投资者一方也有自己的逻辑。他们主张,废除连带保证仅限于规避贷款和保证领域,并未禁止股权投资的合同条件。看跌期权不是为了追究事业失败的责任,而是作为担保约定条件履行的装置,如果没有这种安全装置,附条件的巨额投资本身就难以达成。这是一种创始人与投资者分担风险的正当合同。实际上,如果合同中有回购条款却不行使,投资公司甚至可能面临对基金出资人的善管注意义务(善良管理人的注意义务)违规或渎职的问题。
然而,关于这种合同结构是否符合股权投资的本质,出现了根本性的反驳。
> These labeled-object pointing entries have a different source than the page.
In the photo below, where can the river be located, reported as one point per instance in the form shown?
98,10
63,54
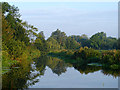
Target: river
52,72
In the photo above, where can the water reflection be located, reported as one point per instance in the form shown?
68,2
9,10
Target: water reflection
29,74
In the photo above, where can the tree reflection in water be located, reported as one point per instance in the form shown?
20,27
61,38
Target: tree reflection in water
26,75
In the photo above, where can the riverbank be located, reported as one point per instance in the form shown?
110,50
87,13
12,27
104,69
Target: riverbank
84,56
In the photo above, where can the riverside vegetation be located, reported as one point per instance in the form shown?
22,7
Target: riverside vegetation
21,43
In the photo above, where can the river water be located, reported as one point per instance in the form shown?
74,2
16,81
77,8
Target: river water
51,72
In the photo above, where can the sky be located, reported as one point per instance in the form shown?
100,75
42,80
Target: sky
74,18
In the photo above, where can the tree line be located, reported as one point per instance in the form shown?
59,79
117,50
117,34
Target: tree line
20,39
郑杨勋律师表示:“股权投资是‘风险资本’,在失败时承担本金损失风险,取而代之的是在成功时获得巨额收益。”他发表意见称:“在没有故意或重大过失的事业失败案例中,将经营风险转嫁给创始人的条款属于一种脱法合同结构,因此缩小其效力解释是合理的。”
当然,只要申代表以个人身份在合同上签了字,就很难说他在法律责任上完全自由。但本案的争议焦点不仅在于创始人是否认真阅读了合同。关键在于,在禁止连带保证的同时,是否可以允许以“利益相关人”这一合同形式来承担等额的个人责任;以及在公司拥有充足资金的情况下,允许优先执行个人财产是否符合政策初衷。
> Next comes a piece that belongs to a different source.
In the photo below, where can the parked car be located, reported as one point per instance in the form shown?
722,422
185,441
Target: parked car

从创始人的角度来看,这和换汤不换药的连带保证没什么两样。很少有创始人拥有相当于投资规模的个人财产。一旦条款被触发,创始人的选择只有个人破产或失去经营权。如果“让失败者也能再次挑战”的政策承诺因为合同中的一条条款而化为乌有,那么监管的意义也就随之褪色。
虽然关于限制创始人个人责任的制度性补充已经落实,但“新技组合”这一盲区和过去合同产生的责任依然存在。OGQ事件正是当前的制度试图阻止的惯例,却通过这种空白成为现实的案例。这也是为什么有人要求监管机构必须仔细审查监管初衷是否能够超越投资主体,在实际投资现场全面发挥作用的原因。
申代表表示:“也许直接放弃对我来说更容易。但我若在这份不公面前退缩,总有一天会有其他创始人站在同样的位置。”他说道:“为了不让任何人再经历同样的事情,我想拨乱反正。这就是我开始这场漫长战斗的原因。”